On Tuesday, troops reported rocket fire from a U.N.-operated school that was being used as a shelter in the center of the Jabalya refugee camp. They returned fire, and killed 40 people. Israel has said Hamas operatives were among the dead; Palestinian medical officials say the majority were women, children and male civilians.
John Ging, the top U.N. Relief and Works Agency official in Gaza, on Wednesday challenged Israeli reports that fire came from the school. He said the U.N. staff at the facility assured him that "there were no militants in the school. . . . I'm very confident that there was no militant activity in the school, and if anybody has evidence to the contrary, we would be very anxious to have it."

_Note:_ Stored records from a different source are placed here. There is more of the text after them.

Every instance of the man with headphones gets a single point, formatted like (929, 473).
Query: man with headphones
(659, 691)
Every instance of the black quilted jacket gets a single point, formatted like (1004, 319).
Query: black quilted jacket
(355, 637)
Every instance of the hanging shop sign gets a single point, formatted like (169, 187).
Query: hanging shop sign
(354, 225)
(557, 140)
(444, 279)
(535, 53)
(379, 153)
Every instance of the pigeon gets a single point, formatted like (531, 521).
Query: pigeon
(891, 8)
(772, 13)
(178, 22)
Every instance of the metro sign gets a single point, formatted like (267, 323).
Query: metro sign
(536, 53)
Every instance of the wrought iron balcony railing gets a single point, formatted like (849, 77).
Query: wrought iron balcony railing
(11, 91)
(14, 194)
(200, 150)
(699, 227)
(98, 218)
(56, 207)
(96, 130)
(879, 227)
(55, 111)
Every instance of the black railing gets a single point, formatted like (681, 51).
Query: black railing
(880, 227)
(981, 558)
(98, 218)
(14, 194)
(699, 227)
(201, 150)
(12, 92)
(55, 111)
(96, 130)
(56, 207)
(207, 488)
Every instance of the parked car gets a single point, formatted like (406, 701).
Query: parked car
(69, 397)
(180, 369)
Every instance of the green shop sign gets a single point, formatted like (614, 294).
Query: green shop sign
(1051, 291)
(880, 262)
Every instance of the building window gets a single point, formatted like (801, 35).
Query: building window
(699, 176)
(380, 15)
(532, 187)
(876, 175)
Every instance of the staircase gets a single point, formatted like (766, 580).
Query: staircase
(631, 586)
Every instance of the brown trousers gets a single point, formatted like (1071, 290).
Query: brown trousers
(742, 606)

Israel accuses Hamas of deliberately attacking from populated areas to drive up civilian casualty figures and stoke anger toward Israel in the Muslim world. But Hamas says it has little choice. There are no military bases in Gaza from which to fight, and the movement's members do not live apart from the rest of the population.
"They don't see themselves as being separate from the Palestinian people. They say, 'We're fighting among our people for our people's freedom,' " said Nassar Ibrahim, a Palestinian journalist based in Bethlehem who does not belong to Hamas.
Israel has said that the goal of its operation is to destroy either Hamas's capacity or its will to fight. So far, Israeli war planners say they have dealt the group a heavy blow, destroying much of its infrastructure and killing large numbers of its members with strikes from F-16 fighters, Apache helicopters, aerial drones, warships and tanks.
But the movement's leadership, which has been in hiding since before the offensive began, remains.
Israel's objective now is to raise the pressure on top Hamas officials and to destroy as much of the group's arsenal as it can before international pressure forces the military to stop. "Time is the name of the game. We need time to put more pressure on them," said a former senior military official who was authorized to speak on behalf of the Israel Defense Forces, but not by name.
The official said ground forces had surrounded Gaza's main population centers and were methodically tightening the noose. Going in is a definite possibility, he said, but so is a prolonged siege.
"When we were in Beirut in 1982, it took three months to force Fatah to give up," said the official, referring to the first Lebanon war, when the Palestine Liberation Organization refused to give in despite being pummeled by Israeli attacks.
Israel has said it intends to force Hamas to stop firing rockets or at least significantly reduce the number. But pressure is also building within Israel for the military to use this opportunity to carry out regime change in Gaza.
Hamas has been in charge there since June 2007, when its fighters routed gunmen loyal to the rival Fatah party. Israel, which pulled its troops and settlements out of Gaza in 2005, has enforced a strict economic embargo on the territory for the past 19 months. Lipkin-Shahak, who was Israel's military chief in the late 1990s, said he hopes Hamas halts its rocket fire before Israel decides to escalate.
"The best thing for both sides will be the end of fighting as soon as possible," he said. "The longer it goes on, the more casualties there will be on both sides, and the end result will be the same -- unless the IDF is forced to occupy the whole Gaza Strip. We don't want to do that. But it's not impossible."